March 29, 1997"Like the bumblebee, they said it could never fly."
This statement appears in a recent issue of Popular Science, starting off an article about drag racing.
Indeed, the venerable line about scientists having proved that a bumblebee can't fly appears regularly in magazine and newspaper stories. It's also the kind of item that's bound to come up in a cocktail party conversation when the subject turns to science or technology.
Often, the statement is made in a distinctly disparaging tone aimed at putting down those know-it-all scientists and engineers who are so smart yet can't manage to understand something that's apparent to everyone else.

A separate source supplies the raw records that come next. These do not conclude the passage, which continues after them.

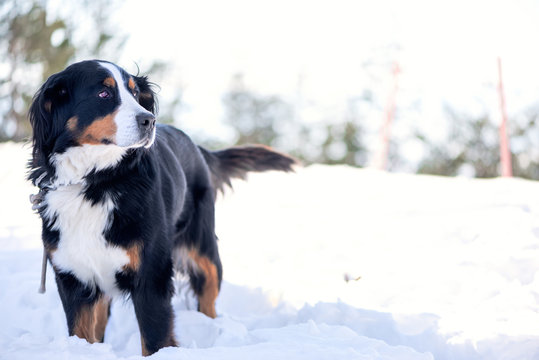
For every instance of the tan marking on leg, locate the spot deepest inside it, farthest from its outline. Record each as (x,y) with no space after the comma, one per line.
(145,351)
(92,321)
(72,123)
(210,290)
(48,106)
(133,252)
(170,341)
(102,129)
(110,82)
(102,317)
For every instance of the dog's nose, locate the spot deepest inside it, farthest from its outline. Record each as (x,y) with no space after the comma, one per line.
(145,121)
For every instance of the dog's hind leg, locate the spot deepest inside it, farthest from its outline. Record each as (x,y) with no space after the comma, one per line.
(205,275)
(151,297)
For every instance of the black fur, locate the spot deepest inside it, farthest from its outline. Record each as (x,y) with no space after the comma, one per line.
(163,195)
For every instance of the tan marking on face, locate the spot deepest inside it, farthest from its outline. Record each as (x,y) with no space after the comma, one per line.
(210,290)
(134,252)
(72,123)
(92,320)
(101,129)
(110,82)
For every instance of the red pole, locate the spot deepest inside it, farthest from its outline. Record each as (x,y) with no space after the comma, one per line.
(385,132)
(505,151)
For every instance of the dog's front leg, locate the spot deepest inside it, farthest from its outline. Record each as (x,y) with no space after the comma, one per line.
(151,295)
(87,310)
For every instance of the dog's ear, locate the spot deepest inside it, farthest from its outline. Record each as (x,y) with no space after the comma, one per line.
(147,98)
(47,102)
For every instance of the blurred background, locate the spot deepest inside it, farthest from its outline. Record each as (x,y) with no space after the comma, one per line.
(406,86)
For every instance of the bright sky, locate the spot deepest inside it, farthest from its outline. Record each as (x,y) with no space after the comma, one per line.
(447,53)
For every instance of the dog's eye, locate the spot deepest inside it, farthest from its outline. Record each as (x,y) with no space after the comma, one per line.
(104,94)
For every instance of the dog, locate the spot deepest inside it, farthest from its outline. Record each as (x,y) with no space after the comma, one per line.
(125,202)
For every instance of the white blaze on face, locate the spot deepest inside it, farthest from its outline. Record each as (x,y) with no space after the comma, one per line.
(128,133)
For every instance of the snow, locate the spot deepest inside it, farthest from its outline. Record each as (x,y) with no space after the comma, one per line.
(437,268)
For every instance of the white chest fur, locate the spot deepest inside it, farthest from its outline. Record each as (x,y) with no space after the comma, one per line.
(82,249)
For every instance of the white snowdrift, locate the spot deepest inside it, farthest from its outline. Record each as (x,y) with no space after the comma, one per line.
(438,268)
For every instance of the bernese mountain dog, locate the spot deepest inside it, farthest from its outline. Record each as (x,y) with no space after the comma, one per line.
(125,202)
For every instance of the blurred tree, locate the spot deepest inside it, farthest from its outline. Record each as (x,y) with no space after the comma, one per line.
(472,143)
(343,143)
(34,44)
(268,119)
(255,118)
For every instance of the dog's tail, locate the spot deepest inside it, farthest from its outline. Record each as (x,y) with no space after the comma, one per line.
(236,162)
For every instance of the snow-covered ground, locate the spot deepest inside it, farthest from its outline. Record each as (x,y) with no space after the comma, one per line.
(437,268)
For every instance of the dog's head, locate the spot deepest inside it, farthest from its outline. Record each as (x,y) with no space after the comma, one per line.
(92,104)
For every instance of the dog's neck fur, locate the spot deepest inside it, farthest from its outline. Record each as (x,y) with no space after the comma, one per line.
(72,166)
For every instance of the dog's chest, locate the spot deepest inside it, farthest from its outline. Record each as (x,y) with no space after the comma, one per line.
(82,248)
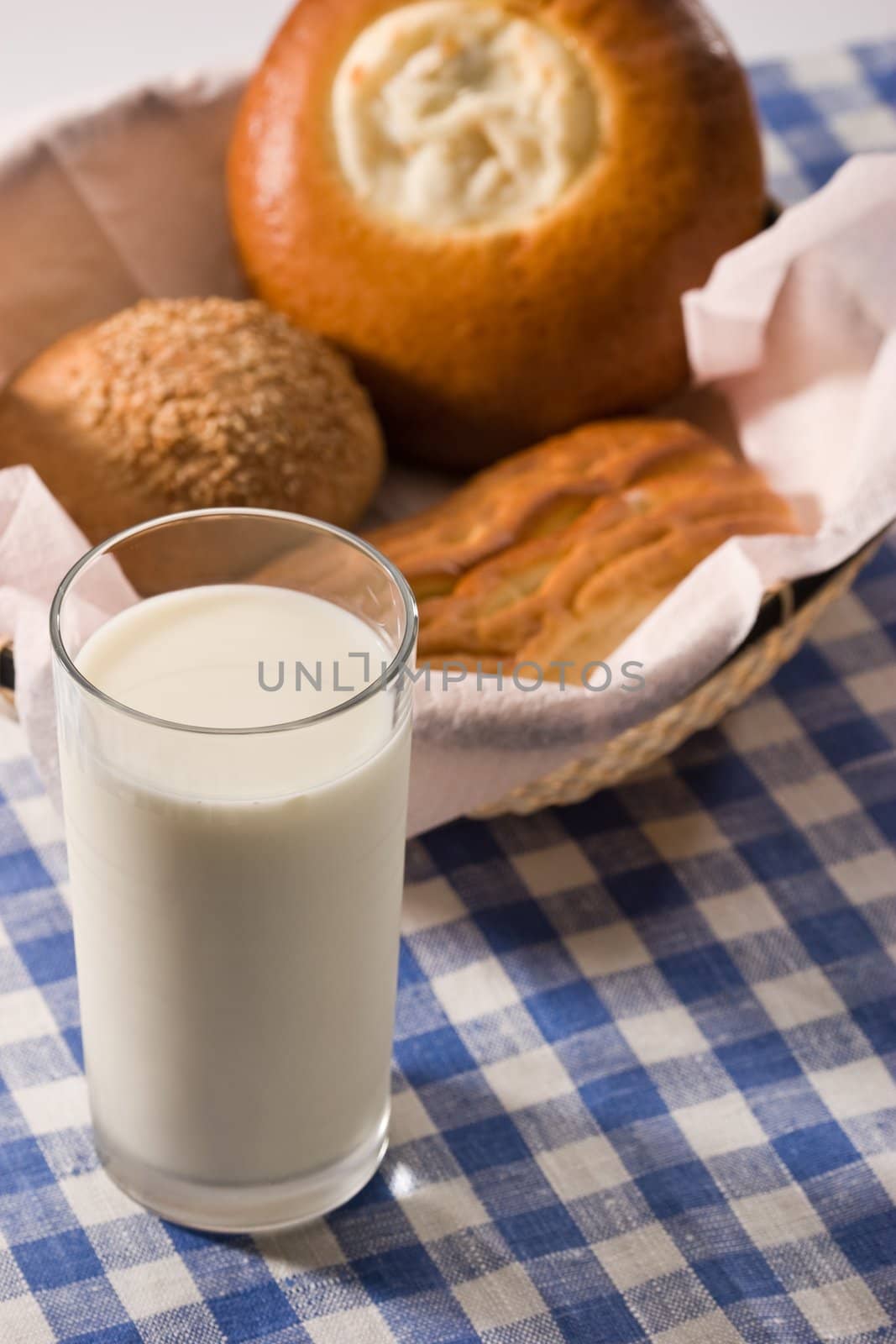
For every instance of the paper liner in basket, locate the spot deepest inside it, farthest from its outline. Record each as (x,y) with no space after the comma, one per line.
(795,329)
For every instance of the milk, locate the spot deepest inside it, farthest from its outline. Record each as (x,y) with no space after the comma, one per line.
(235,897)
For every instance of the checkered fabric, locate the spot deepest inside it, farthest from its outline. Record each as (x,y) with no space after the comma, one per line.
(645,1046)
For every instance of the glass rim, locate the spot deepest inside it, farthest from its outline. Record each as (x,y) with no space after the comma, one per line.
(380,683)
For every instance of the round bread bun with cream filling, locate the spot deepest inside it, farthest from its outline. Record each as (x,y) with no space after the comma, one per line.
(495,208)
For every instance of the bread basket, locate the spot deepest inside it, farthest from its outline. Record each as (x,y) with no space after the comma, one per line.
(141,144)
(782,628)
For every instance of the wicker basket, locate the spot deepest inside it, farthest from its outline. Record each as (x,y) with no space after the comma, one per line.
(781,629)
(783,624)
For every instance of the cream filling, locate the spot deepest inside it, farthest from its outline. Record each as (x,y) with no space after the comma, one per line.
(452,114)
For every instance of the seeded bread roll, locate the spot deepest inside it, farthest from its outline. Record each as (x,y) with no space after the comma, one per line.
(558,554)
(192,403)
(495,207)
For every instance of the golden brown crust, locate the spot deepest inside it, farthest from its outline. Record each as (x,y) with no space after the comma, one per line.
(192,403)
(474,344)
(560,553)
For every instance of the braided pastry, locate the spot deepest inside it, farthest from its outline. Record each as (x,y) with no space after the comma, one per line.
(559,553)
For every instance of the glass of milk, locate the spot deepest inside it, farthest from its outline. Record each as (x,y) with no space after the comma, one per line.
(234,721)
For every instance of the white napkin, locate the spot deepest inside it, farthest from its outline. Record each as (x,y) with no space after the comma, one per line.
(794,329)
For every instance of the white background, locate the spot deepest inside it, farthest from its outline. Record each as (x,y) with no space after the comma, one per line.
(58,54)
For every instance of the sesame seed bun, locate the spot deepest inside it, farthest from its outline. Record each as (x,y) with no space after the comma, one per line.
(194,403)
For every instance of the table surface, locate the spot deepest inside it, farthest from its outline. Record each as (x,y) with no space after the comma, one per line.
(645,1046)
(56,55)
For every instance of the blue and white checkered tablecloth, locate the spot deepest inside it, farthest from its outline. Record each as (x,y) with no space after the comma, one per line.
(645,1046)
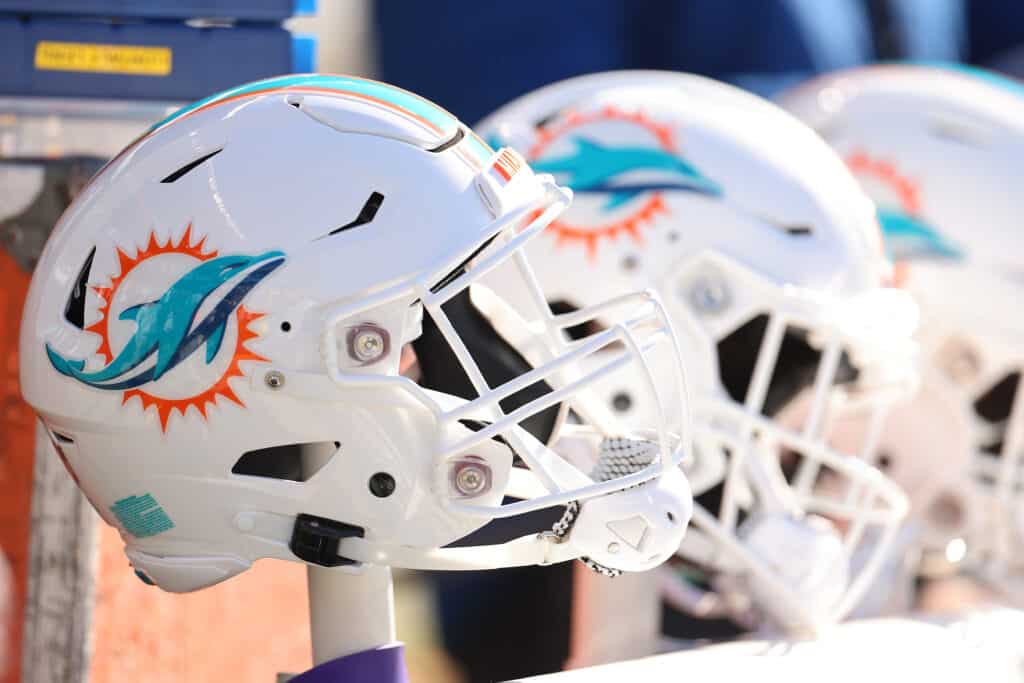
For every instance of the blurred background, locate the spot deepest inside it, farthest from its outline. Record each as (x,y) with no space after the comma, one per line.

Obviously, bumblebees can fly. On the average, a bumblebee travels at a rate of 3 meters per second, beating its wings 130 times per second. Quite respectable for the insect world.
So, how did this business of proving that a bumblebee can't fly originate? Who started the story?
It apparently first surfaced in Germany in the 1930s, and the story was about a prominent Swiss aerodynamicist. One evening at dinner, the researcher happened to be talking to a biologist, who asked about the flight of bees. To answer the biologist's query, the Swiss engineer did a quick "back-of-the-napkin" calculation.
To keep things simple, he assumed a rigid, smooth wing, estimated the bee's weight and wing area, and calculated the lift generated by the wing. Not surprisingly, there was insufficient lift. That was about all he could do at a dinner party. The detailed calculations had to wait.
To the biologist, however, the aerodynamicist's initial failure was sufficient evidence of the superiority of nature to mere engineering. The story spread, told from the biologist's point of view, and it wasn't long before it started to appear in magazine and newspaper articles.
Unfortunately, the wrong lesson emerged from the story. The real issue is not that scientists are wrong but that there's a crucial difference between a thing and a mathematical model of the thing.
The distinction between mathematics and the application of mathematics often isn't made as clearly as it ought to be. In the mathematics classroom, it's important to distinguish between getting the mathematics right and getting the problem right. It's quite possible, for instance, to calculate correctly the area of a rectangular piece of property just by multiplying the length times the width. Yet one can get the "wrong answer" because the measurements of the length and width were inaccurate or there was some ambiguity about the boundaries.
The word problems typically found in textbooks also serve as rudimentary models of reality. Their applicability, however, depends on the validity of the assumptions that underlie the mathematics.
So no one "proved" that a bumblebee can't fly. What was shown was that a certain simple mathematical model wasn't adequate or appropriate for describing the flight of a bumblebee. Insect flight and wing movements can be quite complicated. Wings aren't rigid. They bend and twist. Stroke angles change.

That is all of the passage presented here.